1 Corinthiens 10,  6 - 13

Luc 19,  41 - 48

 

 

            Cet épisode de l'Evangile de Luc, les vendeurs chassés du temple, nous pourrions ce matin, l'entendre de manière plus intérieure qu'extérieure, car habituellement lorsqu'on aborde ce texte, ce que l'on entend, c'est d'abord ce rapport difficile de Jésus avec les pharisiens et tous ceux qu'il va cibler dans sa critique, en particulier au sujet du temple : qu'avez-vous fait du temple ?  qu'avez-vous fait de la maison de Dieu ?


            Mais en écoutant ce texte dans le prisme de la fête de Marie-Madeleine, il prend un écho tout à fait particulier. En effet, avant d'arriver au temple, le texte de Luc précise que Jésus va pleurer sur Jérusalem : toi, Jérusalem, la ville sainte tu est devenue une ville d'iniquité ; toi Jérusalem as tu été à l'écoute de Celui qui vient te visiter ? Et les larmes de Jésus sont vraiment là pour nous faire percevoir cette douleur de Dieu qui constate cette espèce de séparation qu'il y a entre l'homme et Dieu, quand l'homme n'est plus orienté, n'est plus ordonné, n'est plus relié à son Père.

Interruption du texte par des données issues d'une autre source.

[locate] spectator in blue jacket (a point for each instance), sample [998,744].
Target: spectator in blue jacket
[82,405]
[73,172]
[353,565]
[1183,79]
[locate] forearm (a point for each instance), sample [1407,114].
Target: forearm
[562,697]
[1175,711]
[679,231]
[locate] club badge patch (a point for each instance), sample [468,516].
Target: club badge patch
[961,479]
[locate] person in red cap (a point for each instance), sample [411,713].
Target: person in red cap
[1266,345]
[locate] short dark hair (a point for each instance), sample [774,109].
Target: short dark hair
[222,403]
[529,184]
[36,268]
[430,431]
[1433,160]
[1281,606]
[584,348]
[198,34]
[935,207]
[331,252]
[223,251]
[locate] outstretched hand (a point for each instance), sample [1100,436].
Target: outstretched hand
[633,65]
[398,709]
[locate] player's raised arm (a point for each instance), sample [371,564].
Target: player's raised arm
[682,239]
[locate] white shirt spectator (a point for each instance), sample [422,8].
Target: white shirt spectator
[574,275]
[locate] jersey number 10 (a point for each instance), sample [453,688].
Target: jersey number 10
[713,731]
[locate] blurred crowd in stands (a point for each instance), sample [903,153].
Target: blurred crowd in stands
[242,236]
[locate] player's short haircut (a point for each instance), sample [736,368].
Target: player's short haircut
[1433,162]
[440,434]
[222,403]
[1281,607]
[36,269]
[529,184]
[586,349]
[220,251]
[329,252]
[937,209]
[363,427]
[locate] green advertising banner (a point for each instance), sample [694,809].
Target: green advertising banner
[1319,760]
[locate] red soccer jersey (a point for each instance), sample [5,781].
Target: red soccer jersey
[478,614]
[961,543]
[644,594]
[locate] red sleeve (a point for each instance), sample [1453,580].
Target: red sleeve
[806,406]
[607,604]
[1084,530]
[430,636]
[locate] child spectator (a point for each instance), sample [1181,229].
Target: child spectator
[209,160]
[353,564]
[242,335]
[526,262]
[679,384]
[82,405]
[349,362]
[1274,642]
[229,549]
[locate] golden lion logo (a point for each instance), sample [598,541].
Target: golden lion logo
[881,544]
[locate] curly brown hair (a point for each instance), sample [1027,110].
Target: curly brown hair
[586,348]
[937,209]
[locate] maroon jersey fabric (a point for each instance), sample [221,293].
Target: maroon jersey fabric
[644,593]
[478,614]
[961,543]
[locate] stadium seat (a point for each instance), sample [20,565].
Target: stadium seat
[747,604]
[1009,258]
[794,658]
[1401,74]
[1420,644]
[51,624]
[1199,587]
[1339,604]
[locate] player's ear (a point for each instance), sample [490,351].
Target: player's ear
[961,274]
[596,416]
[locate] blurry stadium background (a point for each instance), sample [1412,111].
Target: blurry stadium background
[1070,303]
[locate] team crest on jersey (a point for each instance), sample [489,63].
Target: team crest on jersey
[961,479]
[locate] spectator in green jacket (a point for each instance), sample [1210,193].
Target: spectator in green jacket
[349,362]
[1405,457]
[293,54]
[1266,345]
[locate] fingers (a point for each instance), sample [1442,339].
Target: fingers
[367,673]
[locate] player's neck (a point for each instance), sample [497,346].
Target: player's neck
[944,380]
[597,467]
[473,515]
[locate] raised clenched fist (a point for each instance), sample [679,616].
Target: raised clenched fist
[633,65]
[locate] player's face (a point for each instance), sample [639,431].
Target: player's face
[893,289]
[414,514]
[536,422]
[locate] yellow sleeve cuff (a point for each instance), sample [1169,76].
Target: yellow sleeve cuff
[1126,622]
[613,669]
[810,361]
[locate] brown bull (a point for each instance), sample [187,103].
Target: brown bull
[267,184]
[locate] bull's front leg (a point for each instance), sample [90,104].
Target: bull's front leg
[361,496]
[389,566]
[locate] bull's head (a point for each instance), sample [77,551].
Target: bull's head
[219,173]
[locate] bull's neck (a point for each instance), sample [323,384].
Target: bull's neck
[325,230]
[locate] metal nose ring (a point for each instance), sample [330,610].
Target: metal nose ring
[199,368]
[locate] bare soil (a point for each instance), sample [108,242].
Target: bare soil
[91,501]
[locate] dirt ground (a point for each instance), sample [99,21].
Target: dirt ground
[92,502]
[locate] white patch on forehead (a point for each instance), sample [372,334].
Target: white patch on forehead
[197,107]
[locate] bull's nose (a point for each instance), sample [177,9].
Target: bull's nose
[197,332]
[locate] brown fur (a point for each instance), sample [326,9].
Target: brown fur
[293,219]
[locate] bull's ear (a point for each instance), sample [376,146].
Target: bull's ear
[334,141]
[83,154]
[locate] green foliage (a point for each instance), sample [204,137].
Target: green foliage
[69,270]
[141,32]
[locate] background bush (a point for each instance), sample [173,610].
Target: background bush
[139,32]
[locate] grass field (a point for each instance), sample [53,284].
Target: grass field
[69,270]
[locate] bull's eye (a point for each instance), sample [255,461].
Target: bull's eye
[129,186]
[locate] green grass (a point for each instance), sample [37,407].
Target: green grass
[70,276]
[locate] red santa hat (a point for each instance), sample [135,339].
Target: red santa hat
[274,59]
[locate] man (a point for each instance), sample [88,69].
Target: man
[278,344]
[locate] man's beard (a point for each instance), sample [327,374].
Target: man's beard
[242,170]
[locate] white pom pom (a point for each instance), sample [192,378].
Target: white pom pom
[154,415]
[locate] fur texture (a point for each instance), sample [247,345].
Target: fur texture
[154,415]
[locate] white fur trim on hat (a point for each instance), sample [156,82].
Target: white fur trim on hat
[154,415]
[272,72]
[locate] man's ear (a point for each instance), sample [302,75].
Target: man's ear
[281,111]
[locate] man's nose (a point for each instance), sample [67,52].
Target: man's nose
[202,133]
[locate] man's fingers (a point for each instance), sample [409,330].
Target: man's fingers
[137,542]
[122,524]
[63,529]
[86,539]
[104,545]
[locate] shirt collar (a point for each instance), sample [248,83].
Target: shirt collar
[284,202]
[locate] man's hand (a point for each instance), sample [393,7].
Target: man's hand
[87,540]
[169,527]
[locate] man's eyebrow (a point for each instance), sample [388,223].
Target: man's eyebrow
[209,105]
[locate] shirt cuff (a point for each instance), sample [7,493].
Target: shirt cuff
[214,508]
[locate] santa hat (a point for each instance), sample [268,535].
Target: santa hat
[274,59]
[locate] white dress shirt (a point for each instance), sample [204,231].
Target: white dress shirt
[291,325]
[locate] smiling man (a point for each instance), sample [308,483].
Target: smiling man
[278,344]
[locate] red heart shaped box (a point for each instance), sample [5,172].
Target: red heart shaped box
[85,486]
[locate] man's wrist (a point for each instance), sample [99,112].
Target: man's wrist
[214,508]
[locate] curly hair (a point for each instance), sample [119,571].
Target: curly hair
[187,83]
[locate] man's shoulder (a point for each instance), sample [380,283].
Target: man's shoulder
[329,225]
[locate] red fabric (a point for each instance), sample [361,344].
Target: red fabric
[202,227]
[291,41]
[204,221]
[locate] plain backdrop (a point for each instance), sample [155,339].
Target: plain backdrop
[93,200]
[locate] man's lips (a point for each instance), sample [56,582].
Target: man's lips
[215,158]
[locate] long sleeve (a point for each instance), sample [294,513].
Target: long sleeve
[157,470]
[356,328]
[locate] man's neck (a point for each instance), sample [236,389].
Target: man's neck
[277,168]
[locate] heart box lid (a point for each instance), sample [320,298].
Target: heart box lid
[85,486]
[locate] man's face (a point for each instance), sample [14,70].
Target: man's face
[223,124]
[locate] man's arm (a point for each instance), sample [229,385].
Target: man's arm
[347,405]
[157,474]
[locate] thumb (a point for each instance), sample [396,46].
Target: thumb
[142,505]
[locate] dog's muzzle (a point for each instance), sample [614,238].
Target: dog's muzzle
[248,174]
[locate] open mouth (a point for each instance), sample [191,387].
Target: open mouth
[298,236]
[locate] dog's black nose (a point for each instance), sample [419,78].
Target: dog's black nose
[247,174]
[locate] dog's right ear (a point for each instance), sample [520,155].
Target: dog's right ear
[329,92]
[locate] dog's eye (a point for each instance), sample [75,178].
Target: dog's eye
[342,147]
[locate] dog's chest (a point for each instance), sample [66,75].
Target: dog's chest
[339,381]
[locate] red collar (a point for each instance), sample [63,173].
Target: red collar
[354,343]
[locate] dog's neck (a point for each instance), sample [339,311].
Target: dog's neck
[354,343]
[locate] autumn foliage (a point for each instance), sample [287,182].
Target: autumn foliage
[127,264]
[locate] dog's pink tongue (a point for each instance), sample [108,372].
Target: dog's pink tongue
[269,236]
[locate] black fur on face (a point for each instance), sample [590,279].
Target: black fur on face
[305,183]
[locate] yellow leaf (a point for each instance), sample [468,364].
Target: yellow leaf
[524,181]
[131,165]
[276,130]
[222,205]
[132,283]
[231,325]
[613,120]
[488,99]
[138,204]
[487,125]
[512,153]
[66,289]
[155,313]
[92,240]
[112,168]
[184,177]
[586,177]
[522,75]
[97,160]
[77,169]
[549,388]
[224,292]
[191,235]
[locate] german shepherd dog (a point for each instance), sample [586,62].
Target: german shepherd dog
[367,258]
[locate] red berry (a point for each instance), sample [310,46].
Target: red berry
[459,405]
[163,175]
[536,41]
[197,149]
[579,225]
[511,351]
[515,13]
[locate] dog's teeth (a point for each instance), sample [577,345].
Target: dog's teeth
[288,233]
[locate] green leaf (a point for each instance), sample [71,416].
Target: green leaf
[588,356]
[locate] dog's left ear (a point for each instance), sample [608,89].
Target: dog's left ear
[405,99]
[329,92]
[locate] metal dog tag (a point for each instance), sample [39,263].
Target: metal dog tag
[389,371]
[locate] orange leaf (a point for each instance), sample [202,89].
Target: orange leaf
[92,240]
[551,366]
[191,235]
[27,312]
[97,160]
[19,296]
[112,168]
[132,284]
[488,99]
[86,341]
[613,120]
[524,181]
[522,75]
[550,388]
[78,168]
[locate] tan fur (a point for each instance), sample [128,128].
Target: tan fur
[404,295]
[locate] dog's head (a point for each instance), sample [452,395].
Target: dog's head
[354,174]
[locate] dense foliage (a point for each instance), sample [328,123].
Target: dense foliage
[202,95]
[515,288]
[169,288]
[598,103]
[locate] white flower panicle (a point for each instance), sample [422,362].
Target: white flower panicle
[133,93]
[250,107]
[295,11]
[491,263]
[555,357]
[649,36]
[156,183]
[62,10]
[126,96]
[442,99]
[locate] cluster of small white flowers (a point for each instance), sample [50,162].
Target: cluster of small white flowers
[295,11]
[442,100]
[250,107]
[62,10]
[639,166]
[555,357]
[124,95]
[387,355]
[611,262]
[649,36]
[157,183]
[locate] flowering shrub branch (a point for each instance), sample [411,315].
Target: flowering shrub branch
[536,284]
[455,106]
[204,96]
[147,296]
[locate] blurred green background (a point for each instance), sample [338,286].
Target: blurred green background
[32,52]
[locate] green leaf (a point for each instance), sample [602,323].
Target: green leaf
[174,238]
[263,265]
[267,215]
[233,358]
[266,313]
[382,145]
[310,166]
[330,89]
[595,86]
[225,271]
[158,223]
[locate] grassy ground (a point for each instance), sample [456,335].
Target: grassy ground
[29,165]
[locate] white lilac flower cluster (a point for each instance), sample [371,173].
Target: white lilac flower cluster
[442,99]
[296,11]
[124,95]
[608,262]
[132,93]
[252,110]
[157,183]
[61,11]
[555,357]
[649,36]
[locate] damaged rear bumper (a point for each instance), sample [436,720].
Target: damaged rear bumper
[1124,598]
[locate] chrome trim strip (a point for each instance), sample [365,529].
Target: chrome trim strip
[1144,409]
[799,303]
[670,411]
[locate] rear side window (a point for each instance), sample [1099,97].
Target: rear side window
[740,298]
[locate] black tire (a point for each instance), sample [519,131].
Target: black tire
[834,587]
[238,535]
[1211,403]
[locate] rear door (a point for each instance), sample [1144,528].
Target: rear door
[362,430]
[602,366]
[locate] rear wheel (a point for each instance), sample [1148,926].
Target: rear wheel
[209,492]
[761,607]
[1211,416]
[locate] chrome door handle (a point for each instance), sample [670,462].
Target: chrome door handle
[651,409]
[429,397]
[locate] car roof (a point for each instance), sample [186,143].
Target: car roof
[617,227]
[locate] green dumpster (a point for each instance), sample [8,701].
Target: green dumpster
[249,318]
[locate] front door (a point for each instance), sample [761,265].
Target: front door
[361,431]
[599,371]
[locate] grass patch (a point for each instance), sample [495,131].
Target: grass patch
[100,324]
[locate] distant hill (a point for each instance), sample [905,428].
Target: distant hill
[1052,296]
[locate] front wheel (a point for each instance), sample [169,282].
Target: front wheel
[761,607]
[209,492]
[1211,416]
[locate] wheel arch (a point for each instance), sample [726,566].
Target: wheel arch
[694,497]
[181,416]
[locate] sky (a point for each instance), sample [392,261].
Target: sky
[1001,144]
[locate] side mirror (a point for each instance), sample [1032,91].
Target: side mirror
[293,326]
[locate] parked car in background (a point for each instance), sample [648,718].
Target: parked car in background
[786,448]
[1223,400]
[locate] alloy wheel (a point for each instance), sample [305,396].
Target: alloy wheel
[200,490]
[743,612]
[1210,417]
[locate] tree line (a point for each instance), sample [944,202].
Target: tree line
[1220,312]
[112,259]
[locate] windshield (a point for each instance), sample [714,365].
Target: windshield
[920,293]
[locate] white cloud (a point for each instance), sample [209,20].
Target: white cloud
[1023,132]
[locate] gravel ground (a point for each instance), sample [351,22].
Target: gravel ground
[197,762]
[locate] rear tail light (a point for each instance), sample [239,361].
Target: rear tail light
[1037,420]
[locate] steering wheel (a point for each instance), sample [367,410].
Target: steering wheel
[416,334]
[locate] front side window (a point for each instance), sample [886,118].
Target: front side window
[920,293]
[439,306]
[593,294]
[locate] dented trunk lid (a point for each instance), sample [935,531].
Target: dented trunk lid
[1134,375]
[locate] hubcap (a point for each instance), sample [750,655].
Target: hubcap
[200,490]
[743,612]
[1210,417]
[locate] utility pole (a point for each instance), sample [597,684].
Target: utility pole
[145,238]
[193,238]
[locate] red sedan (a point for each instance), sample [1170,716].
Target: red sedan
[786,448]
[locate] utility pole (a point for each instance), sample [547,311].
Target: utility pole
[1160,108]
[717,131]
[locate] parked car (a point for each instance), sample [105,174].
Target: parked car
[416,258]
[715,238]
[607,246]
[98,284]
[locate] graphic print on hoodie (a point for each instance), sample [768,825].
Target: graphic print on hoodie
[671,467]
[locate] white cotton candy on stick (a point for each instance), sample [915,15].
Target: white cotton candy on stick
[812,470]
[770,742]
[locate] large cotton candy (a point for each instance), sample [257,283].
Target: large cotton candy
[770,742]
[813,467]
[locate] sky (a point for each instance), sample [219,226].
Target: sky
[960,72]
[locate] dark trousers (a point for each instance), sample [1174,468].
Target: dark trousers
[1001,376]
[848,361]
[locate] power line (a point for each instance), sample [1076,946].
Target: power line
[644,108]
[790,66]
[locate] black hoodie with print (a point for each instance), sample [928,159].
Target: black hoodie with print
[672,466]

            L'histoire de Marie-Madeleine, c'est l'histoire de la restauration, c'est l'histoire incarnée de celle qui va permettre l'iconographie de cette restauration de l'homme en Dieu. Car Marie-Madeleine a souvent été présentée dans la tradition comme la pécheresse, nous savons que cette présentation est quelque peu fausse, mais peu importe, restons dans la tradition, et si nous écoutons cette tradition qui nous a présenté Marie-Madeleine comme la prostituée, eh bien nous trouvons, à travers cela, la prostitution du monde qui se prostitue chaque fois qu'il oublie ce pourquoi il a été créé, c'est-à-dire être avec son Dieu. Et cet oubli de Dieu fait que nous allons-nous prosterner devant des faux dieux : le dieu de l'argent, le dieu du pouvoir, le dieu d' une sexualité désordonnée, dieux de confusion totale qui fait que l'homme se perd. Et quand bien même la tradition se serait perdue dans la présentation de Marie-Madeleine au travers d'une prostituée, elle nous restitue peut-être le message authentique, c'est-à-dire que l'humanité est la prostituée quand elle n'est pas au coeur de Dieu.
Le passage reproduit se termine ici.